Reaching the cabin without incident, I peeked in a window. The room beyond was barely visible without the sun shining in the windows. No lights on. No people inside. I made my way to the door and tried the knob, not surprised to find it locked.
I tugged the lockpicking kit from my pocket and studied its contents. On my phone, I searched YouTube for lockpicking tutorials, skimming for a quick video that might show me the basics. I didn’t have twenty minutes to spare, and most content creators like to talk. In retrospect, I should have watched a few before leaving the room.
Splitting my attention between the surrounding forest and the video eating up my data, I got a basic idea of what I was meant to do. It seemed straightforward until I put what I learned into practice.

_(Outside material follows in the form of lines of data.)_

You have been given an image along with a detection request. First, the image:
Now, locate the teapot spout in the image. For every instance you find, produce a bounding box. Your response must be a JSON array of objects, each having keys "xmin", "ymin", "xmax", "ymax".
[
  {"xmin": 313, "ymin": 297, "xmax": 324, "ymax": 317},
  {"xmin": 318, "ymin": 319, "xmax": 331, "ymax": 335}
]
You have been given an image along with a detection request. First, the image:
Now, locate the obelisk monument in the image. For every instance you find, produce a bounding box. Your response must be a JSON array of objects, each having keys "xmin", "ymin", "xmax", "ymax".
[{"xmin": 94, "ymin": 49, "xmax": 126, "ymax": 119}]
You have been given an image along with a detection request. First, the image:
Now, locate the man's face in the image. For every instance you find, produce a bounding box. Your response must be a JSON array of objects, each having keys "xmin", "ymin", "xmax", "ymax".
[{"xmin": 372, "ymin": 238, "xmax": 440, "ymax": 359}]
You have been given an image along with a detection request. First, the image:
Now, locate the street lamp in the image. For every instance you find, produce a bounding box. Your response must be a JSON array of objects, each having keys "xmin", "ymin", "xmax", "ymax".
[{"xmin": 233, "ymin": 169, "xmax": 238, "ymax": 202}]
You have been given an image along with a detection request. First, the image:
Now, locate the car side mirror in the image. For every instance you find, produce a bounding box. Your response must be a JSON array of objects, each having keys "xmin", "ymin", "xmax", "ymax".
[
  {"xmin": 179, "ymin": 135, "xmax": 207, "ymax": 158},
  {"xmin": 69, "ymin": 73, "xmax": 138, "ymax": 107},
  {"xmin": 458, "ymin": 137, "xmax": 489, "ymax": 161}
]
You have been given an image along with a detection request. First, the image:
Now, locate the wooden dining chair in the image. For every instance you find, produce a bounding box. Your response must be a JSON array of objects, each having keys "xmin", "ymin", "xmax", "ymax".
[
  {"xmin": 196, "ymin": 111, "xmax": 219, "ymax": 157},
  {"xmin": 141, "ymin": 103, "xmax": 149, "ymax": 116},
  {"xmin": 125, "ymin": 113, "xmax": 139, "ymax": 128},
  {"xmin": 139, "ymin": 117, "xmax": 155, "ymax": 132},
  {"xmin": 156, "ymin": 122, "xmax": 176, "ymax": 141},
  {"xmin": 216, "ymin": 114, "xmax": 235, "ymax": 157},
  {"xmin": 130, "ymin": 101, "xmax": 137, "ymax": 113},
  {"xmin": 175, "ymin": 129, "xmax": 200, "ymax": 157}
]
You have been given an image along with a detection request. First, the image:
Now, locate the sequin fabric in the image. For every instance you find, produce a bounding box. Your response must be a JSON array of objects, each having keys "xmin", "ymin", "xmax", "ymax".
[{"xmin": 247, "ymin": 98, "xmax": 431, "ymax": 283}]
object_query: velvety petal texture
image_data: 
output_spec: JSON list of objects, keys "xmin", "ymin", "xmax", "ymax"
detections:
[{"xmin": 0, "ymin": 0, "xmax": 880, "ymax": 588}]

After ten minutes of fighting with the lock and cursing up a storm, I gave up and watched another video. Diem made it look easy. I should have forced him to teach me sooner.
The forest was completely dark by this point, and I couldn’t see beyond a few feet in any direction. My fingers were numb from the cold, and it made using my phone difficult. My second attempt to pick the lock saw success in under three minutes, and I silently cheered. Diem would have been proud—after he reamed me out for being irresponsible.
I slipped inside the dark cabin and closed the door behind me, engaging the lock, instantly more at ease since I was no longer exposed. I took a second to calm my racing heart and to listen for anything that sounded out of place. I kept expecting a dog to howl in the distance or a chain saw to rev to life. Every horror movie I’d seen growing up came back to me, and I was the brain-dead character doing stupid shit the audience warned him against.
“Fuck me.”
Instead of turning on a light—it might draw attention to someone out in the forest—I used my phone flashlight to look around. I could make out the furniture and shelves but not much beyond. No true detail. That would require closer inspection, but I wasn’t ready to move.